So you thought the iPhone's 3.5-inch screen was big? The latest big-screen phones make Apple's handset look stunted. If you feel cramped when texting, surfing, and viewing photos and other media on your current phone, you may want to upgrade to something larger.
Samsung leads the big-phone brigade with its Galaxy Note ($300 with a two-year AT&T contract), a handset that walks the line between smart phone and tablet. Featuring a 5.3-inch, high-resolution display, the Galaxy Note is the widest and longest mobile phone available. And it's not noticeably thicker than smaller devices—it's slim enough to slide inside some pants pockets. Another plus: The Note uses AT&T's 4G network, which can be blazingly fast.
The Galaxy Note is rare among smart phones in that it comes with a stylus, or "S Pen," which fits inside a slot at the bottom of the phone when not in use—which is most of the time. The stylus is handy for drawing and note-taking, but finger taps and swipes are better for everyday tasks.
The Galaxy Note has a few drawbacks. Its plastic rear panel is flimsy and pulls off too easily. The phone runs an old version of the Android operating system rather than the newer Android 4.0, which has more features and is better sorted out. And AT&T stuffs the Note with a slew of junk apps.
Then there's the doofus factor. You may feel silly holding such a massive thing to your ear in public. Personally, I like the jumbo dimensions, particularly because most of my mobile phone use involves apps, e-mail and Web browsing.
The HTC Titan II boasts a 4.7-inch display, which ranks among the largest. The Titan II ($200 with a two-year AT&T contract) is among the first smart phones to run Microsoft's Windows Phone software, a lesser-known alternative to iPhone and Android that’s trying to gain a foothold in the U.S. market. The Titan II's display isn't as sharp as the other screens tested, but it is bright and colorful.
Windows Phone's home screen features "Live Tiles" that display personalized information, such as the current weather, the number of messages in your in-box or the status of a flight you're boarding. It’s a new approach that differs markedly from the icon-based iPhone and Android software.
The stylish Galaxy Nexus from Samsung doesn't feel massive, despite its sizable 4.65-inch display.
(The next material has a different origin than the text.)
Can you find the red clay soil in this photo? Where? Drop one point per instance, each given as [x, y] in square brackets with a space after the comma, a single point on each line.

Subtly curved at the edges, the Nexus is slim and sleek without the awkwardness of the Note. It also runs the easier-to-navigate Android 4.0. Example: To jump to an open app, you simply tap a button in the lower-right corner of the screen and scroll through thumbnails of programs that are running. This feature may seem insignificant, but you’ll find it handy.
Priced at $200 (with a two-year contract from either Sprint or Verizon Wireless), the Galaxy Nexus benefits from Verizon's fiercely fast 4G LTE service.
The Samsung Galaxy S II has varying screen sizes. For the largest display, choose the 4.52-inch version from T-Mobile ($230 with a two-year plan), Sprint ($200 with a two-year plan), or U.S. Cellular ($180, after rebate, with a two-year plan). Bargain hunters may prefer the 4.3-inch AT&T version ($100 with a two-year contract).
Though the Galaxy S II's screen is a bit smaller than those of its competitors, it's more vibrant, crisp, and colorful. It runs an older flavor of Android rather than version 4.0, although users in the U.S. should eventually be upgraded to 4.0. Samsung is set to launch the Galaxy S III, which will have a 4.8-inch display, in the U.S. this summer.
Obviously, Samsung is the reigning champ of big-screen phones, but that may soon change. LG's 5-inch Optimus Vu, currently unavailable in the U.S., could challenge the Galaxy Note. And Apple's next iPhone may arrive later this year with a 4-inch or larger display.